According to The Body Remembers: The Psychophysiology of Trauma And Trauma Treatment by Babette Rothschild, “While many survivors of trauma feel a tremendous amount of shame and guilt because they ‘froze’ or ‘didn’t fight back,’ it is crucial to remember that these physical responses are ‘instantaneous’ and ‘instinctive’ natural bodily responses to an outside threat.”
Additionally, Dr. James W Hopper wrote an article for The Washington Post called “Why Many Rape Victims Don’t Scream or Yell," in which he states: “Simultaneously with the freeze response, the fear circuitry unleashes a surge of “stress chemicals” into the prefrontal cortex, the brain region that allows us to think rationally – to recall the bedroom door is open, or that people are in the dorm room next door, for example, and to make use of that information.”
So basically, I feel dumb when I think about my behavior during my assault for good reason: My brain actually wasn’t working that well. And it wasn’t my fault.
And in the absence of complex thought, it’s not surprising that my brain fell back on the same scripts and habits I’ve used all my life. I’ve never physically defended myself with force before, but I know how to politely ask someone to stop what they’re doing.
A lot of crazy and complicated stuff happens to the body during trauma, and it’s not always what even those of us involved in it would expect. Most of us think we’d fight an assailant tooth and nail, but when we’re actually in that situation, our responses follow some mammalian script written much deeper.
A lot of the work of destigmatizing sexual assault is just explaining what it looks like. A rapist isn’t usually a stranger jumping out of the bushes. A rape victim doesn’t always, or even usually, yell and fight.
This can also contribute to the reasons why women don’t report sexual assault. If we blame ourselves, we are not blaming the perpetrator. Even if we know what they did was wrong, we may not want to tell someone how we reacted, especially since we know there is a risk they will not understand just why we didn’t do more to protect ourselves. Unfortunately, not every law enforcement official knows about trauma responses in the brain.
So even though I was afraid to, I reported what happened to me.
As a writer on the Internet, I am well versed with the culture of disbelief when it comes to sexual assault. And I once went with a friend to report an assault to the NYPD, who just kept asking her what she was “trying to get out of this.” But my fear was that the person who assaulted me was in a position to continually access vulnerable women and that this was almost certainly not the first time he had done this.

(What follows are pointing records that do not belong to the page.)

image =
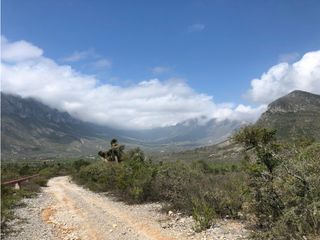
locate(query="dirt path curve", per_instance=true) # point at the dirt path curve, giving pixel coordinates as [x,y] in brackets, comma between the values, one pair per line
[66,211]
[81,214]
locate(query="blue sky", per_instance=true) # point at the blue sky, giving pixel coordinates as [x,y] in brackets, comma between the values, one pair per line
[217,47]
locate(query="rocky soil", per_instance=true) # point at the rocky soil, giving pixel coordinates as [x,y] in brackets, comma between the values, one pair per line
[67,211]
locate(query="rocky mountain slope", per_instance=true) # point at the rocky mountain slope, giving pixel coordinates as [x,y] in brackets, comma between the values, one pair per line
[294,116]
[31,129]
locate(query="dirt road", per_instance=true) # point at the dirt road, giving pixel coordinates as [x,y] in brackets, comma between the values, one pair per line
[76,213]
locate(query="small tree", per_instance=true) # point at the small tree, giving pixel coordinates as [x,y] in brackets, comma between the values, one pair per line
[115,153]
[261,157]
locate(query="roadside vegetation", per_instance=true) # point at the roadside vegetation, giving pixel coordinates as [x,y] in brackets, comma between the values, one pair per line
[275,185]
[11,197]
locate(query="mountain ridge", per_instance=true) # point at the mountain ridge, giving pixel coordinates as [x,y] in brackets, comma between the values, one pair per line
[30,128]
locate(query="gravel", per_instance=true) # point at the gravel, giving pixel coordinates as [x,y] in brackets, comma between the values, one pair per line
[67,211]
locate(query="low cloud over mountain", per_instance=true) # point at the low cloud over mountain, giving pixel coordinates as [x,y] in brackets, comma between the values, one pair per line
[148,104]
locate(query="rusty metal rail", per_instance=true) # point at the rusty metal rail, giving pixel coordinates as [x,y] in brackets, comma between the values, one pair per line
[17,182]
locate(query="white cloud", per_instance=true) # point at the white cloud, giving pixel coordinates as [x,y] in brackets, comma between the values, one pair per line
[288,57]
[18,51]
[160,70]
[80,55]
[198,27]
[285,77]
[102,63]
[150,103]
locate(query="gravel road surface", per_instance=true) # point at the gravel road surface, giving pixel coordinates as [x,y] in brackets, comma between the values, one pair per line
[67,211]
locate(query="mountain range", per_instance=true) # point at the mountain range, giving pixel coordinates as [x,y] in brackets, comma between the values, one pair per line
[294,116]
[31,129]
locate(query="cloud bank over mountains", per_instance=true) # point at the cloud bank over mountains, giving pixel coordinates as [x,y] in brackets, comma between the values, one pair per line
[151,103]
[285,77]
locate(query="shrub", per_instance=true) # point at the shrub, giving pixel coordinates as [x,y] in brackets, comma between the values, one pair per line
[203,214]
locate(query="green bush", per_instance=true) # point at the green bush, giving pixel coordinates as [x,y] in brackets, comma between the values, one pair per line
[283,185]
[203,214]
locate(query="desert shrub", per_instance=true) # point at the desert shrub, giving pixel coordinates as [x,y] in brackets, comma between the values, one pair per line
[283,186]
[203,214]
[202,189]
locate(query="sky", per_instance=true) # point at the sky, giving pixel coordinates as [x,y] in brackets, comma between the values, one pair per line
[145,64]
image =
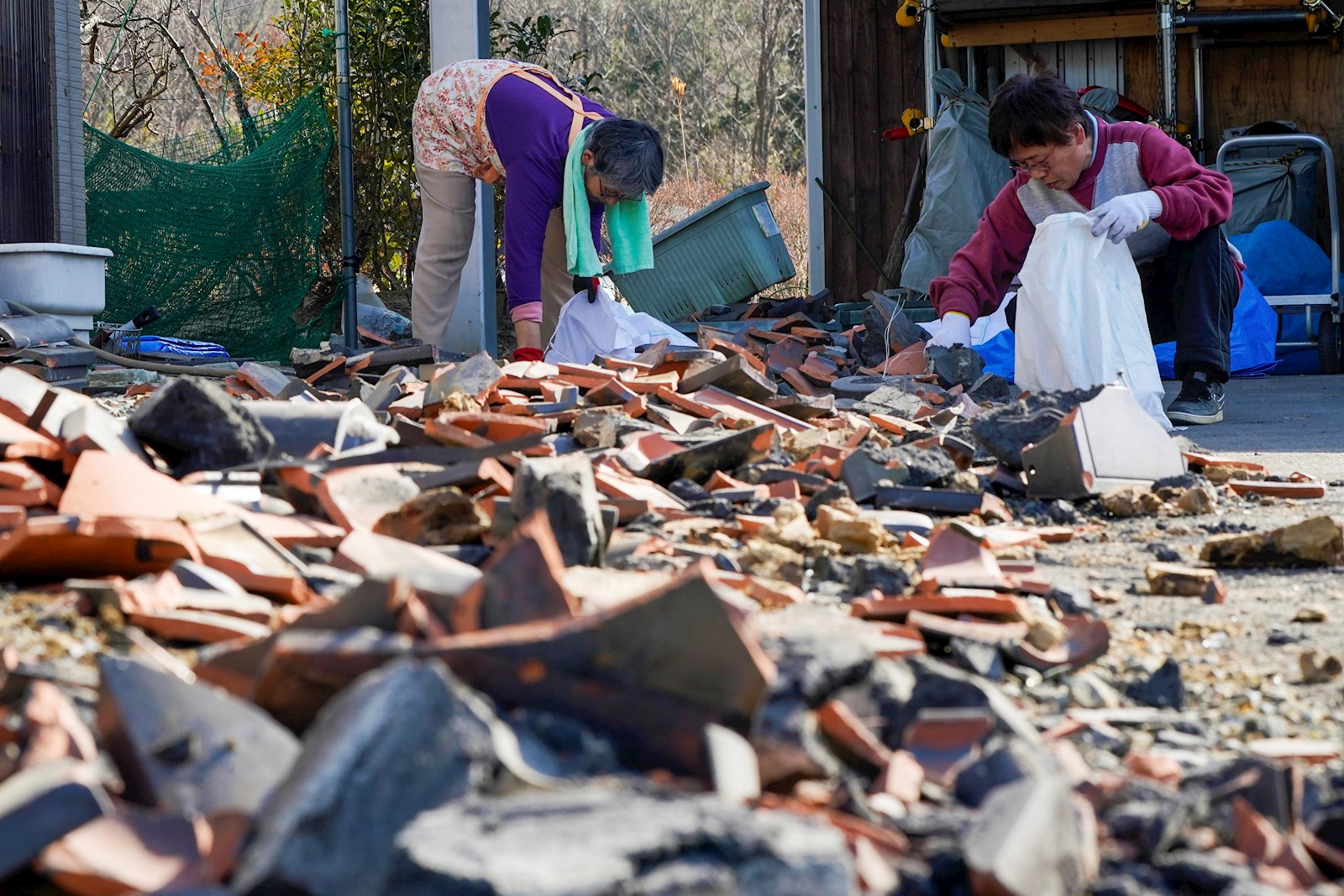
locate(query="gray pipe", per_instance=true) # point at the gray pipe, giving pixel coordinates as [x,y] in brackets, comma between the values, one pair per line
[1231,19]
[346,134]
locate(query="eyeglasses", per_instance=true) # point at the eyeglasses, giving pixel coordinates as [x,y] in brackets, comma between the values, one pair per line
[609,194]
[1043,165]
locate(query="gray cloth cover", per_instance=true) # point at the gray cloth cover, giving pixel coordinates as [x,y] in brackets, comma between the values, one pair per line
[1273,188]
[963,176]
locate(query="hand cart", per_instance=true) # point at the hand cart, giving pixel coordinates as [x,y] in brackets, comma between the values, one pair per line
[1330,342]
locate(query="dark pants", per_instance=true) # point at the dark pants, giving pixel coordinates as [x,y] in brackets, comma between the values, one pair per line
[1189,297]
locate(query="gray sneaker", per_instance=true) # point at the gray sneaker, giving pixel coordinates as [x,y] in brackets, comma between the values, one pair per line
[1200,401]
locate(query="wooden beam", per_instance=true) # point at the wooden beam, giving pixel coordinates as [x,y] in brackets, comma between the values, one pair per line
[994,34]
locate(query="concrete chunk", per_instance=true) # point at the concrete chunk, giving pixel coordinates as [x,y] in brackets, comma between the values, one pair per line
[195,425]
[44,804]
[402,739]
[1032,839]
[564,490]
[186,747]
[606,841]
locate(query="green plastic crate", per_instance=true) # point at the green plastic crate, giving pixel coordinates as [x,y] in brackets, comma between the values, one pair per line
[727,251]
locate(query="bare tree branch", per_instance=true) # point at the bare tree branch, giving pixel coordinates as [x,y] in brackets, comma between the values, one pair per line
[232,74]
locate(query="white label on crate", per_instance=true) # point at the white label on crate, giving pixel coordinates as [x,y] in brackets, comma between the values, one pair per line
[766,221]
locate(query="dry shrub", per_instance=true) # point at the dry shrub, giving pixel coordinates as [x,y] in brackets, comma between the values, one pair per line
[788,194]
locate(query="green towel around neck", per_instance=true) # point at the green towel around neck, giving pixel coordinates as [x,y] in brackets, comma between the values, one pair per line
[627,224]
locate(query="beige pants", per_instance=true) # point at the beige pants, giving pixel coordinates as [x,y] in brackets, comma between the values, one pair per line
[448,203]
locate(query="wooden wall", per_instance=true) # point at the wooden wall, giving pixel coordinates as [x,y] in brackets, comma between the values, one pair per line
[871,71]
[1301,82]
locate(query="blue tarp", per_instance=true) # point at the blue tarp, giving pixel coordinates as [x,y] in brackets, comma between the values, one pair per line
[1253,340]
[1284,261]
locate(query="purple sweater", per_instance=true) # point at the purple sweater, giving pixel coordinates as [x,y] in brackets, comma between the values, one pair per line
[1194,197]
[531,130]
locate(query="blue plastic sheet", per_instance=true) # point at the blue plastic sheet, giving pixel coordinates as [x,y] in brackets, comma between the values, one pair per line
[185,347]
[1288,262]
[1253,342]
[1254,324]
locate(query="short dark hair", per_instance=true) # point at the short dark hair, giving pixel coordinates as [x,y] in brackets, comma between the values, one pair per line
[1034,110]
[627,155]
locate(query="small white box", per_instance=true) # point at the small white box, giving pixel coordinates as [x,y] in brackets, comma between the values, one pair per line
[57,278]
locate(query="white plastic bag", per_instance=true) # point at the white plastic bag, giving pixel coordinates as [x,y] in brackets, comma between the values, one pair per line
[1081,318]
[605,327]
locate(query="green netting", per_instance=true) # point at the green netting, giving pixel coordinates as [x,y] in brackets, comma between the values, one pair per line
[219,231]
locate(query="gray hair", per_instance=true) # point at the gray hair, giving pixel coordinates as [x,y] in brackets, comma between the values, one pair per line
[627,155]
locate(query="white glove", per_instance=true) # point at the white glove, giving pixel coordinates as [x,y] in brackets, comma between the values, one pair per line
[954,331]
[1121,217]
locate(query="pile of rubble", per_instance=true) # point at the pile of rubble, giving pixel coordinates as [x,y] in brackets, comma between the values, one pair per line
[759,617]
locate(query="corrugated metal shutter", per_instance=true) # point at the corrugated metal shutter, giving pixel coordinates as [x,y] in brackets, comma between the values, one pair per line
[26,157]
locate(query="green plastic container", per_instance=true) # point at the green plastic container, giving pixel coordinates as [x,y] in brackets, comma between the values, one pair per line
[727,251]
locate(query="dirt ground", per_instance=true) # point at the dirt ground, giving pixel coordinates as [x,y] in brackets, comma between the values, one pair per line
[1241,658]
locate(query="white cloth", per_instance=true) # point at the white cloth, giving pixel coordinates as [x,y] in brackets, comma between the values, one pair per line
[1122,217]
[954,331]
[1081,318]
[605,327]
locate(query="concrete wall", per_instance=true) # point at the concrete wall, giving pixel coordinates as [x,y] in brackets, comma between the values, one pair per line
[66,123]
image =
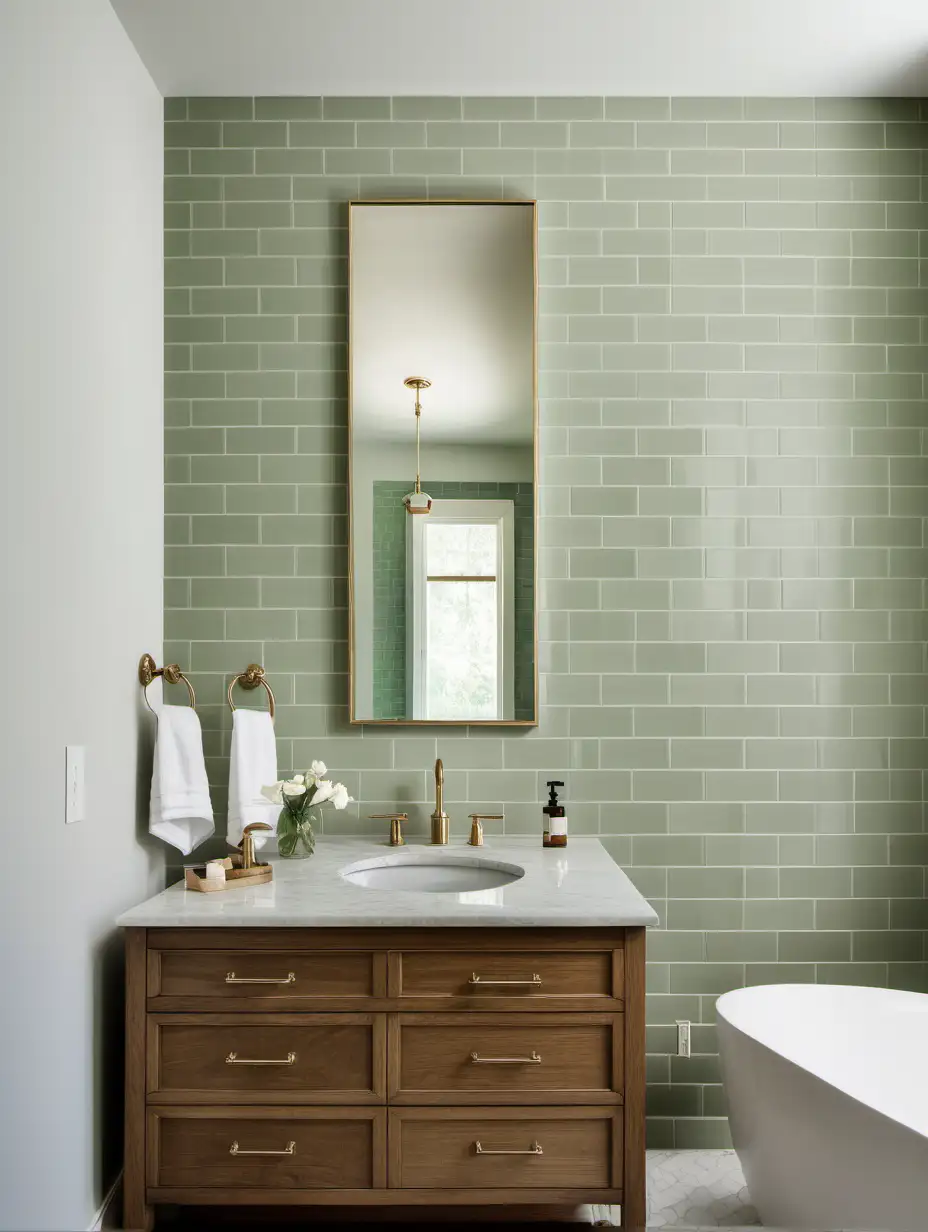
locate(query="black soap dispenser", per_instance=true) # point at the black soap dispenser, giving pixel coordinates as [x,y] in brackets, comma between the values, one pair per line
[555,833]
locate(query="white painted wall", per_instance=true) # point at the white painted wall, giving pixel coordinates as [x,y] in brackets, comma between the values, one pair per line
[80,441]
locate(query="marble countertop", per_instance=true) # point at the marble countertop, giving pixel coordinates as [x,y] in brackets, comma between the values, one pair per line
[572,887]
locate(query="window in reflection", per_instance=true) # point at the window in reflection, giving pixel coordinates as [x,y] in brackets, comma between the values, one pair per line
[462,601]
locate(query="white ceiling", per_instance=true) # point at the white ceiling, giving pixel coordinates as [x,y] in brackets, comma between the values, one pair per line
[518,47]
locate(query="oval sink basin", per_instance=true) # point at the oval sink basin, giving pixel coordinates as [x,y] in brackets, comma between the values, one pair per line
[431,874]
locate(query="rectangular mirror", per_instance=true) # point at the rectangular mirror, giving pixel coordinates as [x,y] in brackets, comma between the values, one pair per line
[443,462]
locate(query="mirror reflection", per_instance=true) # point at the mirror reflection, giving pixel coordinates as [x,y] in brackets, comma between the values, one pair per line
[443,468]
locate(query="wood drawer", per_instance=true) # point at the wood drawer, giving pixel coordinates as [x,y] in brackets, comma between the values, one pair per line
[277,1148]
[581,1148]
[510,978]
[249,980]
[250,1058]
[489,1058]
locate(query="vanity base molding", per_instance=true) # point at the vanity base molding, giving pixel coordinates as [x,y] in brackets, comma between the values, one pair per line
[385,1068]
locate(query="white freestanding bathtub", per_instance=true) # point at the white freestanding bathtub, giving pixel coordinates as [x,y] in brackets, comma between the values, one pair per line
[827,1090]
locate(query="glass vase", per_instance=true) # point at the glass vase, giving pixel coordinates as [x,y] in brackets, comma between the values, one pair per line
[296,838]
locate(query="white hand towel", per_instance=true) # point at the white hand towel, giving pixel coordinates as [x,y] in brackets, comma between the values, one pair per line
[253,765]
[181,812]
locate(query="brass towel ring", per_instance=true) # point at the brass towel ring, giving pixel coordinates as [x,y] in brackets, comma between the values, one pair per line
[170,672]
[252,678]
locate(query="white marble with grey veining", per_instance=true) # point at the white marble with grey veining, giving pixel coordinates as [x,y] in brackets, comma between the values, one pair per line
[572,887]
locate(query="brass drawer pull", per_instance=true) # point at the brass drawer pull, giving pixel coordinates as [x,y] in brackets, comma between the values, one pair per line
[534,1060]
[232,978]
[486,983]
[234,1060]
[288,1150]
[535,1148]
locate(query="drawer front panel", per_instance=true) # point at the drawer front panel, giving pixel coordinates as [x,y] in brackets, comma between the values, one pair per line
[266,1058]
[505,1148]
[255,977]
[525,977]
[308,1148]
[507,1057]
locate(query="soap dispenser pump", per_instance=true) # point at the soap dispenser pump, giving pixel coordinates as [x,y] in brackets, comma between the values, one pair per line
[555,833]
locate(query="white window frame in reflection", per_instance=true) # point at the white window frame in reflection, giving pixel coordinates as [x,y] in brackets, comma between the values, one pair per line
[470,513]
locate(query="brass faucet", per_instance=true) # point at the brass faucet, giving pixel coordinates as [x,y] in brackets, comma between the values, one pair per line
[248,843]
[439,818]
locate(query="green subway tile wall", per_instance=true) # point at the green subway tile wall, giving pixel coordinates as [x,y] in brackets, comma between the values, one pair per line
[733,483]
[390,527]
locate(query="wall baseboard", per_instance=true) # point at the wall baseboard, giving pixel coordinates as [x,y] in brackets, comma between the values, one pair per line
[111,1200]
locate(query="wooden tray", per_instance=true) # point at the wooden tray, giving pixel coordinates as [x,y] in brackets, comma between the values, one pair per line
[196,879]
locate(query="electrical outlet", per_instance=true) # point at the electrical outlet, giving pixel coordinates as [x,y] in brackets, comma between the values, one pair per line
[73,784]
[683,1037]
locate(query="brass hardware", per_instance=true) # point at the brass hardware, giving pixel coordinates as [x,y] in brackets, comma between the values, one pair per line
[396,826]
[288,1150]
[534,1060]
[477,821]
[236,1060]
[535,1148]
[170,672]
[440,821]
[248,843]
[487,983]
[232,978]
[252,678]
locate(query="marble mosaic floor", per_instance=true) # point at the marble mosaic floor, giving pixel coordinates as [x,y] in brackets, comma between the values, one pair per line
[694,1190]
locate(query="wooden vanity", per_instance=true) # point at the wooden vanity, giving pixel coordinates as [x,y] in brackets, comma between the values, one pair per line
[385,1067]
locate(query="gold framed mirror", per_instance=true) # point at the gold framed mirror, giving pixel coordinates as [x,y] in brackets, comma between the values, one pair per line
[443,462]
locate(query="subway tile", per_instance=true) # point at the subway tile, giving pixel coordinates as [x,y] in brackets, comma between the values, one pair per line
[717,316]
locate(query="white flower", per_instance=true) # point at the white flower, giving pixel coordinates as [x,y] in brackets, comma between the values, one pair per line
[324,790]
[340,797]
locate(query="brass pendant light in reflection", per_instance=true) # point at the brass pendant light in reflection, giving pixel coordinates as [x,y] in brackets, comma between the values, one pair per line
[417,502]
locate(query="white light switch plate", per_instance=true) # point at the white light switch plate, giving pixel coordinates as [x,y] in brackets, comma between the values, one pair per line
[73,784]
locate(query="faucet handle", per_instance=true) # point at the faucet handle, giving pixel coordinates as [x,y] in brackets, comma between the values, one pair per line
[477,821]
[396,822]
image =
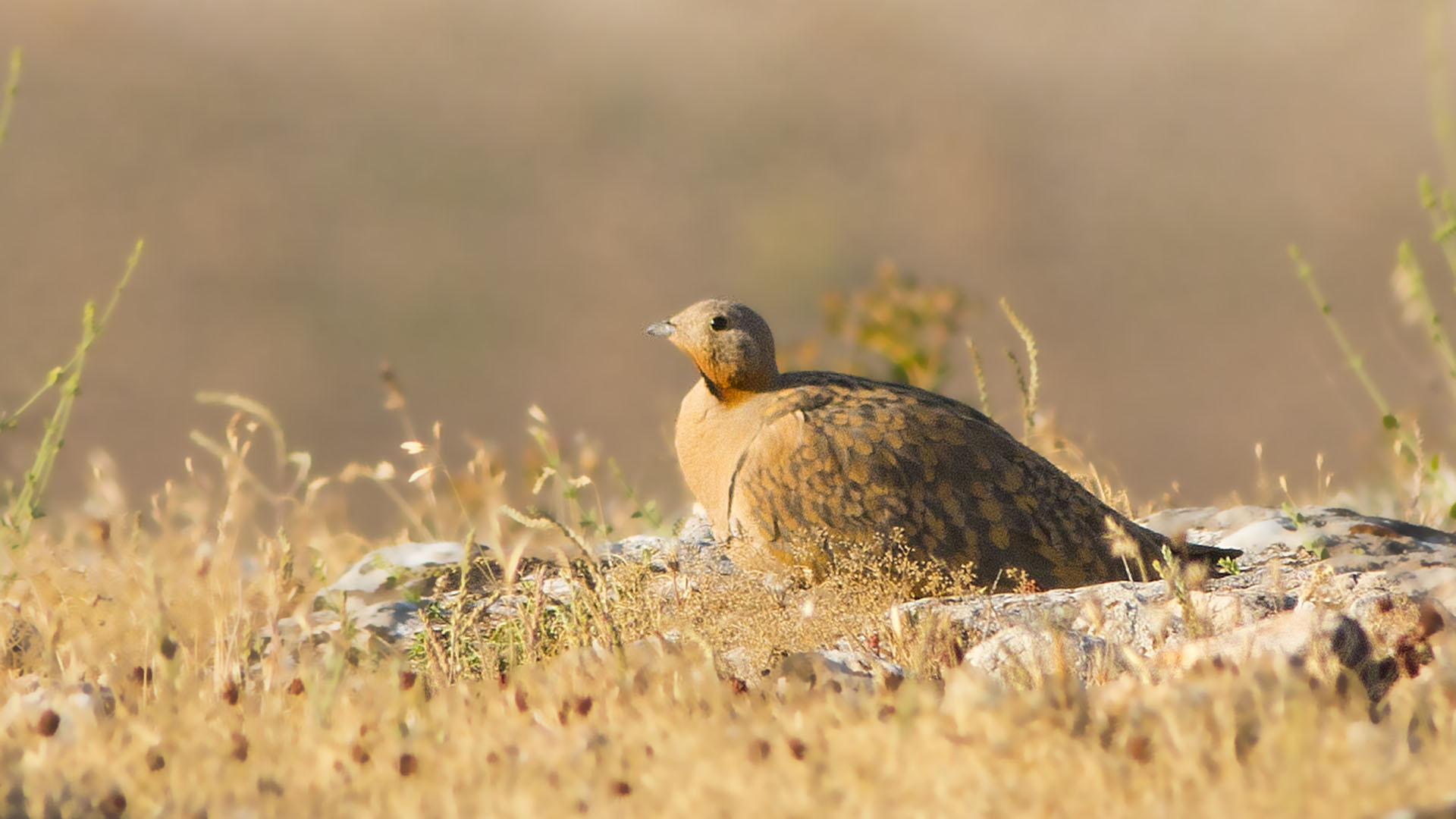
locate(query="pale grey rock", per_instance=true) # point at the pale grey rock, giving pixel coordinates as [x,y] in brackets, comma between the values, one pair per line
[384,572]
[1025,656]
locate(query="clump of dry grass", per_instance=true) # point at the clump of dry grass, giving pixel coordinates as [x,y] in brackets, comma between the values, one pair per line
[626,701]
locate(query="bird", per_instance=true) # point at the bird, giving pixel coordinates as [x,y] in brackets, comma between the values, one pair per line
[795,460]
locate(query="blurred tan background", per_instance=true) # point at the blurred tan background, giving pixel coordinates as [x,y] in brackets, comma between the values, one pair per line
[497,197]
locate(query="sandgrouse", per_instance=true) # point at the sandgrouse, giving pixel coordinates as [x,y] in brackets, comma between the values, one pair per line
[785,460]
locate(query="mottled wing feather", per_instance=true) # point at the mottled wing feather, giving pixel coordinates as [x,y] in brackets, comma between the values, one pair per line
[858,458]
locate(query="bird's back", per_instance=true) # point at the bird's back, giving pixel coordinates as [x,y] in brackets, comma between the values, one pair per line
[846,458]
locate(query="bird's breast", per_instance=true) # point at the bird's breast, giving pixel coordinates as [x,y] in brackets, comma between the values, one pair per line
[711,438]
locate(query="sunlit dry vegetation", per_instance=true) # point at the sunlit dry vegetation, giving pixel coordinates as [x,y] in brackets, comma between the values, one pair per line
[147,667]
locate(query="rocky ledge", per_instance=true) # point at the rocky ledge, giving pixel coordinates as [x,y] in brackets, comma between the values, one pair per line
[1324,588]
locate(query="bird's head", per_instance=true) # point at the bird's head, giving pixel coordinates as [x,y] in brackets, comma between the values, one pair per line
[731,346]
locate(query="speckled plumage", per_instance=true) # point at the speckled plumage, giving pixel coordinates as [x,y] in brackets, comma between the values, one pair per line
[781,460]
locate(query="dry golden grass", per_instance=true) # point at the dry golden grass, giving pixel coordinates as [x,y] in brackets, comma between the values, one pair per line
[604,714]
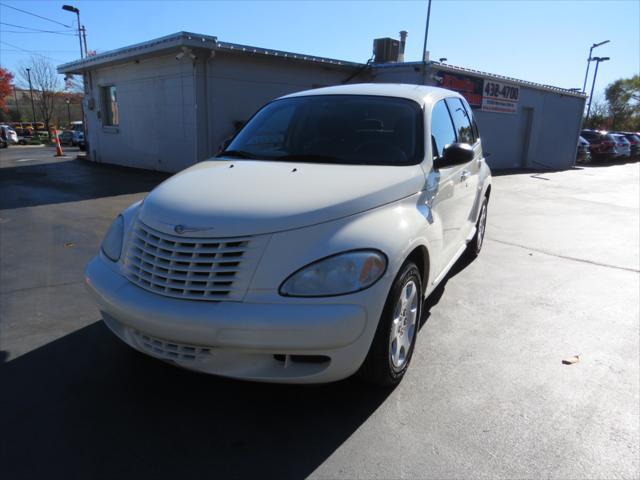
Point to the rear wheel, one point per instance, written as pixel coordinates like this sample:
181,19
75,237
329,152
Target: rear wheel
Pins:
395,338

So I called and made a report to New York’s Sex Crimes Unit. The number in NYC is 212-335-9373 -- wherever you are, I recommend trying to find a number for a department that deals specifically with sexual assault and may have employees who be trained to better understand it. The woman I spoke with was kind and specifically assured me that freezing is a natural response before she took my statement.
Because this happened at a licensed business, I was also able to report this man to a licensing board. I was able to name the place where it had happened and warn others. I was able to take action despite my fear.
Because you can’t always fight in the moment, but you often get the opportunity to fight anyway.